Like every other writer who lashed out at Moneyball, Bissinger buys into the unsophisticated dialectic of numbers versus heart—that there’s “no way to quantify desire.” But Bissinger’s own reporting reveals that those distinctions don’t exist in major-league clubhouses. The Cardinals, like every other team, embrace both subjective scouting and newfangled statistics. Pitching coach Dave Duncan uses mathematical evidence to convince his starters of the importance of throwing a first-pitch strike. He also cues up video to point out the weaknesses of opposing hitters.

Bissinger lacks the sophistication to fight Moneyball on its own statistically savvy terms. Sometimes he’s clumsy with numbers, sometimes just ignorant. He writes that Cardinals pitcher Garrett Stephenson struggled in 2003 because he allowed too many home runs; in fact, he gave up fewer homers than in 2000, his “breakout season.” A Cubs reliever has supposedly “dominated” the Cardinals’ Albert Pujols when they’ve faced each other six times, a sample size small enough to be completely meaningless.

3 Nights in August takes for granted that you can only learn about baseball by watching baseball games. Bissinger gives authority to the watchers—the pitching coach Duncan has a “laser eye for mechanical flaws,” the Cardinals’ video coordinator has “microscope eyes.” The 60-year-old manager La Russa, though, keeps the game’s secrets. Bissinger stalks La Russa in the dugout and clubhouse, filling up his notebook as the manager massages the egos of bench players and frets over pinch-hitting appearances.

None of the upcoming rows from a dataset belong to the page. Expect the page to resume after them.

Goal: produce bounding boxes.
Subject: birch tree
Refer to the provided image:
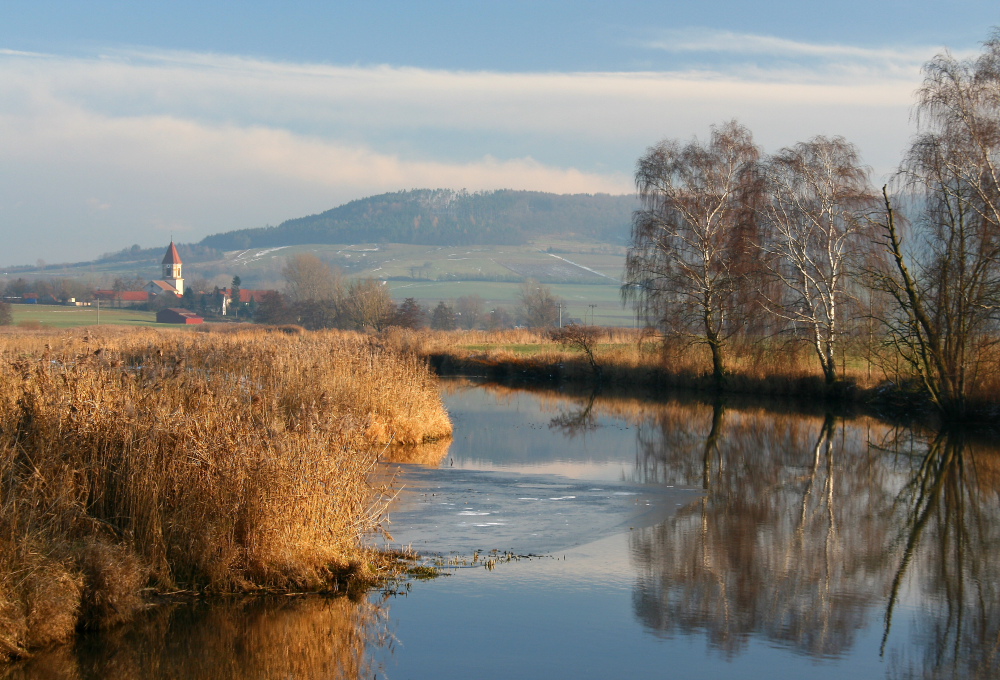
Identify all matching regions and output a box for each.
[623,121,761,385]
[758,137,879,385]
[874,31,1000,415]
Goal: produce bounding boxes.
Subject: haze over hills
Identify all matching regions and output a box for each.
[5,189,635,273]
[198,189,636,251]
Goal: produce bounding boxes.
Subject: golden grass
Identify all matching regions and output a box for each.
[387,327,879,398]
[0,326,451,660]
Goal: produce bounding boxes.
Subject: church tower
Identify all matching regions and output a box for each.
[162,241,184,296]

Like George Will before him, Bissinger is seduced by Tony La Russa’s old-school charms. La Russa is a “baseball man”—a seasoned veteran who defends the game’s customs from selfish players and bloodless technocrats. His craggy, weather-beaten face is a relic of thousands of brain-busting pitching changes. His monklike devotion to filling out the lineup card mandates sequestration from his family during the season. A manager who spends so much time worrying and strategizing in his “self-imposed foxhole” has to be the keeper of the game’s secrets. La Russa certainly believes in his own relevance—after 25 years in the dugout, he’s decided that “when [my teams] suck it’s mostly because I suck.”

Just because La Russa is ridiculously self-involved doesn’t mean he should be ignored—after all, he’s managed four World Series teams. But his conventional baseball charm doesn’t necessarily mean that he knows more than the baby-faced geeks in the front office. By showing the blind spots of old-school analysis, Moneyball exposed the old-school analysts. For Bissinger, the heroes are the guys who look like heroes—the graceful center fielder, the glowering pitcher, the stoic men in uniform. Baseball sentimentalists have a vested interest in protecting the narrative that every pitchout signal is sacred. If the unathletic pencil pushers are the real leading men, then one whole swath of sports journalism will disappear.

Moneyball’s success left a lot of brilliant sportswriters in the lurch.  They are eloquent wordsmiths, but they don’t have the nerdy hard-wiring it takes to devour page after page of decimal points. Instead of walking away from the fight, they get hung up on fencing with Lewis and the statisticians. Bissinger’s strength is communicating the emotions and passions of people like La Russa—essentially, profile writing. Friday Night Lights proved that he’s capable of describing the grip that sports can have over athletes, coaches, and fans. In 3 Nights in August, he only succeeds in showing that Michael Lewis has him in a headlock.

The only virtuoso moments in 3 Nights in August come when Bissinger describes the sudden death of Cardinals pitcher Darryl Kile. The devastation in the locker room after a friend and teammate dies is one of the things in sports that can’t be quantified. For the most part, though, Bissinger stares so deeply into La Russa’s eyes that he loses sight of when emotion is important and when it’s just a crutch for the uninformed. Sometimes, it takes a nerd to tell the difference.